En octobre 2011, la HPA a précisé que, malgré le panel effectué, le risque d’infections restait très bas si des règles d’hygiène appropriées étaient appliquées par les spas et salons. Le Docteur Hilary Kirkbride, consultante épidémiologiste, renchérit en expliquant qu’il est peu probable qu’un membre du public attrape une infection à cause d’une fish pedicure, mais que le risque est plus élevé chez certaines personnes. Il est donc primordial que les salons s’assurent de la santé de leurs clients et qu’ils vérifient méticuleusement l’état de leurs pieds[10].

Le Docteur Paul Cosford, Directeur des Services de Protection de la Santé au HPA, ajoute que les risques causés par les bassins de poissons seront réduits au minimum si les spas suivent des standards stricts de propreté[11].

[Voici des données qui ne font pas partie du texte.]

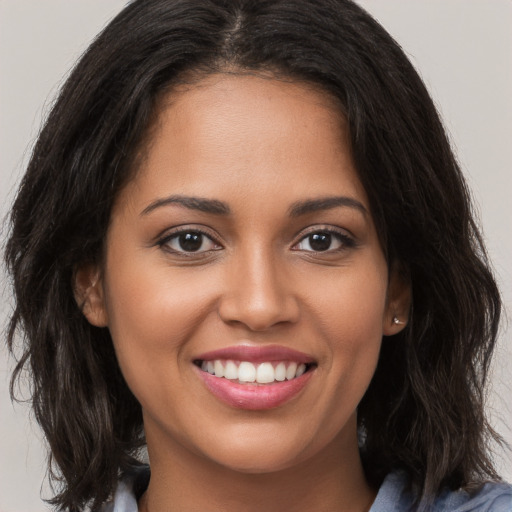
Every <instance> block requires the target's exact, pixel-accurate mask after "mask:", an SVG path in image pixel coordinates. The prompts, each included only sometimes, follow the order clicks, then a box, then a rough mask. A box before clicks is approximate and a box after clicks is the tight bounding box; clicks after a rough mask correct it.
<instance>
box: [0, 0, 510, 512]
mask: <svg viewBox="0 0 512 512" xmlns="http://www.w3.org/2000/svg"><path fill="white" fill-rule="evenodd" d="M226 71H228V72H231V73H245V72H255V73H258V72H264V73H267V74H268V73H269V72H270V73H272V74H273V75H274V76H276V77H278V78H279V77H284V78H286V79H291V80H297V81H300V82H306V83H310V84H314V85H315V86H316V87H317V88H319V89H320V90H324V91H325V92H326V94H331V95H334V96H335V97H336V98H338V100H339V103H340V104H341V106H342V107H341V110H342V112H341V114H342V115H343V116H344V117H345V118H346V119H347V121H348V125H349V130H350V137H351V144H352V151H353V156H354V160H355V164H356V168H357V170H358V172H359V177H360V179H361V182H362V183H363V186H364V188H365V189H366V192H367V194H368V197H369V200H370V205H371V209H372V214H373V217H374V220H375V223H376V226H377V230H378V232H379V233H380V238H381V243H382V246H383V248H384V251H385V253H386V256H387V260H388V264H389V265H399V267H400V268H401V269H402V271H403V272H404V274H405V275H406V276H407V278H408V279H409V280H410V283H411V286H412V295H413V299H412V309H411V312H410V320H409V323H408V325H407V327H406V328H405V329H404V330H403V331H402V332H401V333H400V334H398V335H396V336H394V337H393V338H385V339H384V340H383V345H382V350H381V354H380V360H379V363H378V367H377V370H376V373H375V376H374V377H373V380H372V382H371V384H370V387H369V389H368V390H367V392H366V394H365V396H364V398H363V400H362V402H361V404H360V406H359V411H358V418H359V427H360V431H361V433H362V435H361V439H362V447H361V453H362V456H363V462H364V467H365V471H366V476H367V478H368V480H369V481H370V482H371V483H373V484H374V485H379V483H380V482H381V481H382V480H383V478H384V476H385V475H386V474H387V473H388V472H389V471H391V470H394V469H397V468H403V469H405V470H406V471H407V472H408V473H409V474H410V475H411V479H412V483H413V485H414V486H415V488H416V491H417V493H418V503H420V502H421V504H420V505H419V507H420V508H424V509H427V508H428V502H429V500H431V499H432V497H433V496H434V495H435V494H436V493H437V492H438V491H439V489H440V488H441V487H442V486H445V485H447V486H449V487H451V488H458V487H461V486H462V487H465V488H466V489H471V488H472V486H475V485H477V484H478V483H480V482H482V481H484V480H485V479H488V478H491V479H498V476H497V475H496V473H495V470H494V468H493V465H492V462H491V459H490V457H489V455H488V453H489V452H488V444H489V442H490V441H491V440H493V439H494V440H495V439H498V437H497V435H496V434H495V432H494V431H493V430H492V429H491V428H490V426H489V424H488V422H487V420H486V417H485V414H484V406H483V402H484V392H485V383H486V377H487V373H488V367H489V362H490V357H491V353H492V351H493V347H494V344H495V340H496V335H497V328H498V321H499V316H500V297H499V293H498V290H497V287H496V284H495V281H494V279H493V276H492V273H491V271H490V270H489V265H488V263H487V257H486V253H485V249H484V247H483V244H482V239H481V236H480V234H479V232H478V229H477V226H476V224H475V221H474V218H473V215H472V211H471V204H470V199H469V194H468V190H467V188H466V184H465V182H464V179H463V177H462V175H461V171H460V169H459V167H458V164H457V162H456V159H455V157H454V155H453V153H452V150H451V148H450V144H449V142H448V140H447V137H446V134H445V132H444V129H443V126H442V123H441V121H440V119H439V115H438V113H437V112H436V109H435V107H434V105H433V102H432V100H431V98H430V97H429V95H428V93H427V91H426V88H425V86H424V84H423V83H422V81H421V79H420V78H419V76H418V74H417V73H416V71H415V70H414V68H413V67H412V65H411V64H410V63H409V61H408V60H407V58H406V57H405V55H404V53H403V52H402V50H401V49H400V47H399V46H398V44H397V43H396V42H395V41H394V40H393V39H392V38H391V36H390V35H389V34H388V33H387V32H386V31H385V30H384V29H383V28H382V27H381V26H380V25H379V24H378V23H377V22H376V21H375V20H374V19H373V18H372V17H371V16H370V15H368V14H367V13H366V12H365V11H364V10H363V9H361V8H360V7H359V6H357V5H356V4H354V3H353V2H351V1H349V0H322V1H318V0H316V1H315V0H293V1H292V0H194V1H192V0H136V1H133V2H131V3H129V5H128V6H127V7H126V8H125V9H124V10H123V11H122V12H121V13H120V14H119V15H118V16H117V17H116V18H115V19H114V20H113V21H112V22H111V23H110V24H109V25H108V26H107V27H106V28H105V29H104V30H103V32H102V33H101V34H100V35H99V36H98V37H97V38H96V39H95V41H94V42H93V43H92V44H91V46H90V47H89V49H88V50H87V51H86V52H85V54H84V55H83V56H82V58H81V59H80V61H79V62H78V64H77V65H76V67H75V69H74V71H73V72H72V74H71V75H70V77H69V79H68V80H67V81H66V83H65V84H64V86H63V87H62V89H61V92H60V95H59V96H58V99H57V100H56V102H55V105H54V107H53V109H52V111H51V112H50V114H49V116H48V118H47V120H46V124H45V125H44V127H43V129H42V131H41V133H40V135H39V138H38V141H37V143H36V145H35V148H34V151H33V154H32V158H31V160H30V163H29V165H28V169H27V171H26V174H25V176H24V178H23V181H22V183H21V187H20V189H19V192H18V195H17V197H16V200H15V203H14V206H13V209H12V214H11V231H10V236H9V239H8V242H7V246H6V252H5V260H6V263H7V266H8V268H9V270H10V272H11V275H12V278H13V289H14V294H15V299H16V305H15V309H14V312H13V314H12V317H11V320H10V330H9V333H8V344H9V347H10V349H11V351H13V352H14V353H18V352H17V349H16V346H17V343H18V342H19V344H20V347H19V348H20V350H21V352H20V353H19V354H18V364H17V366H16V370H15V372H14V375H13V380H12V382H11V393H12V392H13V388H14V386H15V382H16V379H17V378H18V377H20V375H21V374H22V371H23V369H24V368H27V369H28V372H29V374H30V376H31V383H32V403H33V408H34V411H35V416H36V418H37V421H38V422H39V423H40V425H41V426H42V429H43V431H44V434H45V436H46V439H47V440H48V443H49V448H50V452H51V457H50V462H49V464H50V471H51V476H52V478H53V480H54V481H56V482H57V484H59V489H58V492H57V491H56V493H57V494H56V496H55V497H54V499H53V500H51V502H52V503H53V504H54V505H57V506H58V507H59V508H60V509H61V510H68V511H78V510H82V509H83V508H84V507H86V506H87V505H90V506H92V508H93V509H95V508H97V507H98V506H99V505H100V504H101V503H102V502H104V501H105V500H106V499H107V498H108V497H109V495H110V494H111V493H112V491H113V489H114V488H115V486H116V481H117V479H118V477H119V474H120V473H121V472H123V471H126V470H128V469H129V468H130V467H132V466H134V465H136V464H138V462H137V459H136V456H137V453H138V450H139V449H140V447H141V446H143V444H144V437H143V430H142V414H141V408H140V405H139V404H138V402H137V401H136V399H135V398H134V396H133V395H132V393H131V392H130V390H129V389H128V387H127V385H126V383H125V381H124V379H123V377H122V375H121V372H120V370H119V367H118V364H117V361H116V357H115V353H114V350H113V347H112V341H111V338H110V334H109V331H108V329H101V328H96V327H93V326H91V325H90V324H89V323H88V322H87V321H86V319H85V318H84V316H83V315H82V313H81V310H80V307H79V305H77V303H76V301H75V299H74V294H73V277H74V271H75V270H76V269H77V267H79V266H80V265H83V264H86V263H90V262H98V261H99V260H100V259H101V254H102V250H103V245H104V240H105V234H106V231H107V227H108V225H109V219H110V213H111V208H112V204H113V201H114V200H115V198H116V196H117V194H118V193H119V191H120V189H121V188H122V187H123V186H124V185H125V184H126V183H127V181H128V180H129V179H130V178H131V177H132V176H133V173H134V172H136V170H137V155H138V154H139V153H140V151H141V149H143V148H144V144H145V143H146V139H147V138H149V137H150V133H149V135H148V131H149V128H150V126H151V124H152V121H153V120H154V118H155V115H156V110H157V106H158V99H159V98H160V97H161V96H162V94H164V93H168V92H169V91H170V92H171V94H172V88H173V86H175V85H176V84H178V83H180V82H181V81H183V80H185V79H186V77H187V76H188V77H190V76H191V75H195V76H196V77H197V78H198V79H200V78H201V77H202V76H206V75H208V74H211V73H217V72H226ZM18 335H19V336H18ZM52 468H53V472H52Z"/></svg>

La HPA prodigue également des conseils à l’égard du public pour éviter le risque d’infections[12].

En France[modifier | modifier le code]

Activité de soins esthétiques récente, la fish pedicure ne nécessitait aucune autorisation administrative particulière, mais elle est aujourd'hui plutôt mal vue des professions de santé pour des questions d'hygiène, et notamment des dermatologues et des pédicures-podologues dont le Conseil de l'Ordre a saisi la Direction Générale de la Santé ainsi que la Haute Autorité de Santé en vue de son interdiction en France [13].

Le 24 avril 2013, l'Agence nationale de sécurité sanitaire de l'alimentation, de l'environnement et du travail (ANSES), saisie par la direction générale de la Santé, mandate une expertise concentrée sur les risques liés à la fish pédicurie[14]. « L’Agence considère qu’il existe un risque potentiel de transmission d’agents pathogènes d’origine humaine ou animale par le biais de l’eau ou des poissons, au cours de la pratique de « fish pédicure ». Ce risque est probablement faible, hormis pour les populations d’usagers sensibles, cependant, en raison de l’absence de données, il n’est actuellement pas possible de quantifier ce risque. En conséquence, l’Agence recommande l’acquisition de données pour pouvoir caractériser plus finement le risque sanitaire et relever les cas d’infections liées à la fréquentation d’établissements proposant ce type de soin pédicure[15].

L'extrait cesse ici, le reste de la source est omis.